However, Kant did not embrace a “naturalistic” view of property and the market. Despite their very different theoretical approaches, Kant’s redefinition of ius in re (real right) is surprisingly similar to David Graeber’s: “an understanding or arrangement between people concerning things.” Such an interpersonal nature of property implies that it can only overcome its temporariness in a civil constitution.

In other words, Kant’s property does not emerge fully formed from the state of nature. Rather, it may and should be politically discussed. The constitutional pact can also publicly “de-reify” entities that were treated as things in the status quo ante. For instance, states that were acquired and exchanged as if they were objects of property can be recognized as societies of human beings and treated as such.

A similar, albeit more radical, de-reification can be found in the Metaphysics of Morals, where Kant places books and money in the sphere of personal rights, i.e., the right to obtain services from people.
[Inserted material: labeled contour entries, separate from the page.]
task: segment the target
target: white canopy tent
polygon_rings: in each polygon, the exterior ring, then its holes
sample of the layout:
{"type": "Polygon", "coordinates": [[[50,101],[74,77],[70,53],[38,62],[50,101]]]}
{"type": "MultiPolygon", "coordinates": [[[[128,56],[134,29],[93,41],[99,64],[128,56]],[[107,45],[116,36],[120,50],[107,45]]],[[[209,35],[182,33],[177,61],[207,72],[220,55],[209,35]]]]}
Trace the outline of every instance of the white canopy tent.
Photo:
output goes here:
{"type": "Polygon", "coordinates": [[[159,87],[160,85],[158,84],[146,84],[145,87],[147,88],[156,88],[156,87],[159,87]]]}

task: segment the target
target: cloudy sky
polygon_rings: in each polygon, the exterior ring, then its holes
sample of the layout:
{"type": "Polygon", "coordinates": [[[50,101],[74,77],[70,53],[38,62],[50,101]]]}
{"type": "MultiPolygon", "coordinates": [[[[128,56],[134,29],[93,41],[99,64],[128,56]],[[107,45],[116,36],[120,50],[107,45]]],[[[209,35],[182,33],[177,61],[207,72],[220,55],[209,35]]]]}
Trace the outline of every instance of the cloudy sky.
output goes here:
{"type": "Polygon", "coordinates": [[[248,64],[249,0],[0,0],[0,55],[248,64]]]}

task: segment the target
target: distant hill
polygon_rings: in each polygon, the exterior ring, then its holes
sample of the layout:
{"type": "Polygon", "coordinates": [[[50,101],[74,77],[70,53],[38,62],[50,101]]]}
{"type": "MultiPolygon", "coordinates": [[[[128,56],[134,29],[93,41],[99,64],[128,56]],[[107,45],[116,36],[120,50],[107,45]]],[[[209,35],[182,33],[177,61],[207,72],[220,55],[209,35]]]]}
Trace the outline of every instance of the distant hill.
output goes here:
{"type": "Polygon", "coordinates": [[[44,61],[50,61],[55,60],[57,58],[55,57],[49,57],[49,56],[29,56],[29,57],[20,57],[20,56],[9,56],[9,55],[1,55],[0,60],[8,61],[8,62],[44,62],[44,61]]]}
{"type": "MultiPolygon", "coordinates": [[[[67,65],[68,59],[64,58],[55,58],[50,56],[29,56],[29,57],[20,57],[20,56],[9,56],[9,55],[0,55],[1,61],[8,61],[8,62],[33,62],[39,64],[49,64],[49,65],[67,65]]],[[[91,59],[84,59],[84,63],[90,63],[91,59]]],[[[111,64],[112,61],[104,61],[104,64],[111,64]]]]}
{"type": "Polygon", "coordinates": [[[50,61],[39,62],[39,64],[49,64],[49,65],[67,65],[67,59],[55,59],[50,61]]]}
Regarding money, Kant not only quotes Adam Smith almost verbatim, but also uses his vocabulary. However, his conjectural history of the origin of money differs from Smith’s, producing an almost chartalist theory that connects money to political imposition and human labor rather than to a spontaneous market process.

The important yet little-explored comparison between Kant and Smith can help us to determine if a political-economic theory is hidden in the fourth preliminary article of Perpetual Peace, which deals with the use and abuse of public debt. More broadly, it also raises a more foundational question: how could economics be or become republican, rather than just political?